Genellikle kadınlar kendi fizyolojik sınrılarını erkeklerin yaptığı gibi sonuna kadar zorlamazlar. Yani psikolojik sınır (insanın yapabileceğini hissettiği) ile fizyolojik sınır (insanın fiziksel ve fizyolojik olarak en üst düzeyi) arasındaki uçurum ve fark kadınlarda erkeklerden daha büyüktür.

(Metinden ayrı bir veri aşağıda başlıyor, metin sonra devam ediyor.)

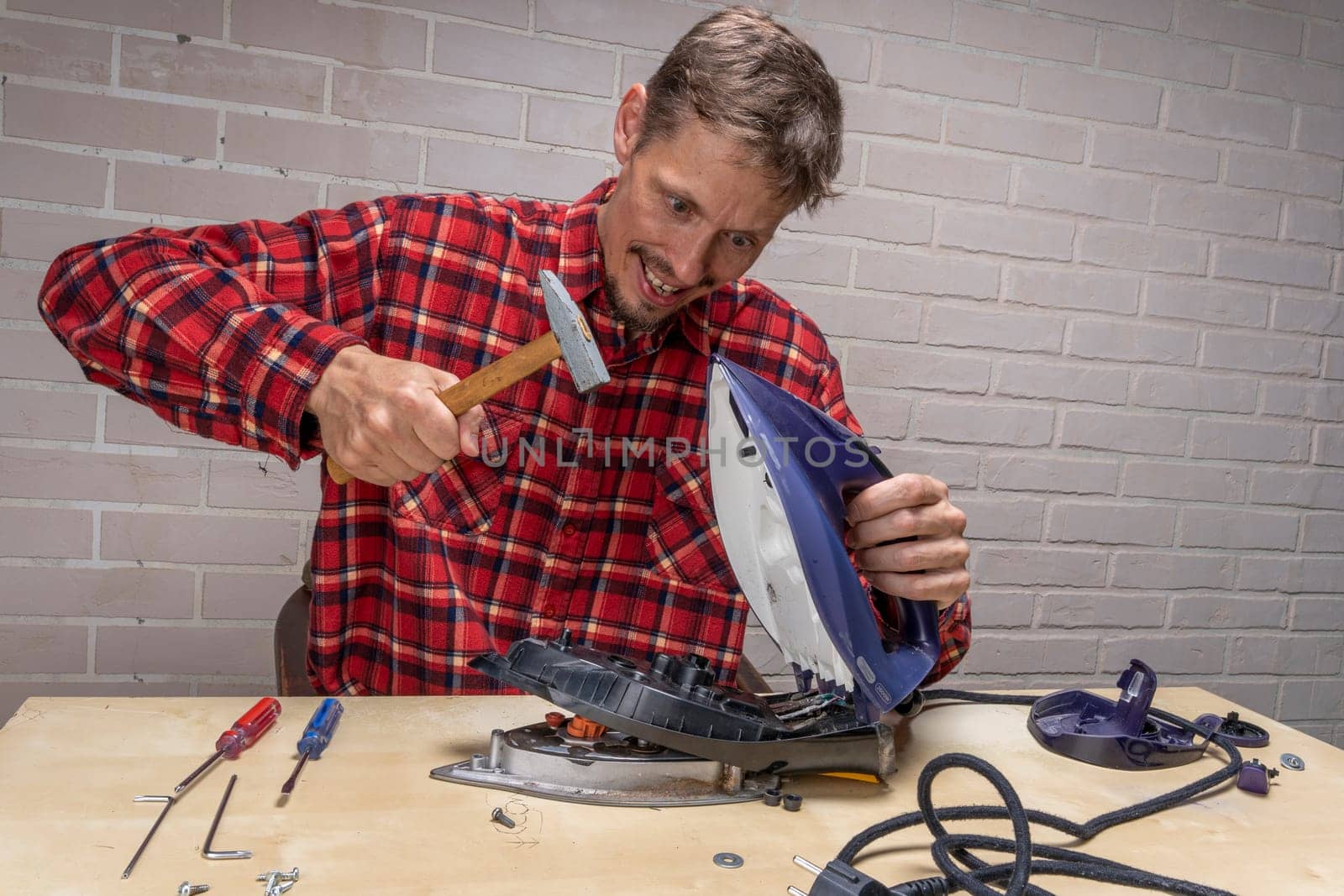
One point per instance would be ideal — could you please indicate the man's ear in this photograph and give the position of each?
(629, 123)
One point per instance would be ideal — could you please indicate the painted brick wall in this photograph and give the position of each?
(1089, 270)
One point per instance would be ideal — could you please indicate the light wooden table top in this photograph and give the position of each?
(367, 819)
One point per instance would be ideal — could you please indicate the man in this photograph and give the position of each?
(335, 331)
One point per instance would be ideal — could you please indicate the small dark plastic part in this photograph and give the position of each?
(1242, 734)
(1254, 777)
(1113, 734)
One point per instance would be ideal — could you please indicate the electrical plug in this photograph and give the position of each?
(837, 879)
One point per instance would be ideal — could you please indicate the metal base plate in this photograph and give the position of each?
(611, 770)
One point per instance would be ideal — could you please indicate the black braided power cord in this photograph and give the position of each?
(949, 849)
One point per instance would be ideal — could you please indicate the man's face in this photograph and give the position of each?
(687, 217)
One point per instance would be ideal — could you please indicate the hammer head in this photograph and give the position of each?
(573, 333)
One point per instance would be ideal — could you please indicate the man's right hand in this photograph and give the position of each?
(382, 419)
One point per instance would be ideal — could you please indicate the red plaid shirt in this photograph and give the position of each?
(225, 329)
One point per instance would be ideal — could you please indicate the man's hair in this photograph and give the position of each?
(754, 81)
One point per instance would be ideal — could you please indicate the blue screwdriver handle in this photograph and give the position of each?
(320, 728)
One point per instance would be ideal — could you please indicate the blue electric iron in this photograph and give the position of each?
(781, 472)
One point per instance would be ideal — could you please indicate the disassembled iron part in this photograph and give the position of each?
(167, 802)
(279, 882)
(222, 853)
(1113, 734)
(1254, 778)
(1242, 734)
(611, 768)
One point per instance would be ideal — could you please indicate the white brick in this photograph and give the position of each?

Yapılan araştırmalarda kadınlarda spor yaralanmaları ve oranları erkeklere oranla daha düşük görülmektedir. Dolayısıyla cinsiyet sakatlanma riski açısından kadınlar lehine görülmektedir. İşte bu nedenlerden ötürü, kadınlar spor alanlarında erkeklerden daha az risk alırlar.

7 . Önceki sakatlanmalar

Sporcu için önemli bir yaralanma riski de daha önceden geçirmiş olduğu bir yaralanmadır. Önceki yaralanan bölge, iyileşme durumu ne olursa olsun düşük bir yüzde de olsa bir yeniden yaralanma riski taşır.

Ayrıca önceden yaralanmış veya operasyor geçirmiş bir bölgedeki kasların zayıflaması ve yeterli reedükasyon, programının uygulanmaması da yaralanma riskini arttırır.

8 . Kas gerginliği, sıklılığı

Fiziksel aktivitenin içinde kas belirli bir elastikiyette olmalıdır. Eğer bu elastikiyete sahip değil ve sertleşmiş ise bir risk oluşturur. Belirli kasların sertliği halinde spor dallarına göre değişen yaralanmalar ortaya çıkar. Örneğin, hamstring grubunun sertliğinde tendinit ve patellofemoral sorunlar; triceps suraede aşil tendiniti(kasları kemiklere bağlayan tendonların, iltihaplanması); iliotibial bant sertliğinde ise iliotibial bant sürünme sendromu gelişebilir.

İşte, bu kasların sertliği hem yaralanma riskini arttırır, hem de eklem hareket açısını belirleyen öğelerden birisi olan elastikiyet kaybolduğundan ortaya konan performans düşer.

9 . Alt ekstremitenin (Kalça/bacak/diz/ayak) zayıflığı

Yapılan araştırmalarda en çok sportif yaralanmanın alt ekstremitelerde görüldüğü belirlenmiştir. Bacağın kalça eklemindeki belirli bir pozisyonda yinelenen aşırı zorlanmalarında ortaya bazı sorunlar çıkar. Bu sorunlar kasların insersiyonlarında, gerek tendonlarda, gerekse kemikte yapısal bozukluklara neden olabilir. Burada kas-kiriş-eklem yapılarındaki dokularnı değişik şiddetteki zorlanmalar karşısındaki dayanıklılık dereceleri, sınırları, ayrıca işlevles yeterlilikleri önem kazanır.

Yana doğru eğilimli arazilerde koşmak ayağı pronasyona zorlar, yokuş yukarı koşularda aşil tendonuna fazla yük biner, yokuş aşağı koşularda ise ayak topuğuna yük biner. Kalça, diz ve ayak bağlantısındaki düzensizlikler, alt ekstremitelerin aşırı zorlanmasına ve belirli noktaların fazla yüklenmesine neden olur. Pronasyonlu ayak, pes planus (düz tabanlık), pes kavus, metatarsal varus, tibia vara,genu valgum, patella alta, femur boynu anteversiyonu gibi düzensizlikler; yürüme ve koşma siklusunda yer alan fazların işleyişine engel olur ve böylece normal biyomekanik işlevi bozan yapısal düzensizlikler oluşturur.

İşte, bu ve buna benzer sorunlar yüzünden sporcunun alt ekstremitelerinin yeterli oranda güçlü olması gerekmektedir. Bunun aksi yaralanmalara yol açıcı bir ortamı hazırlar.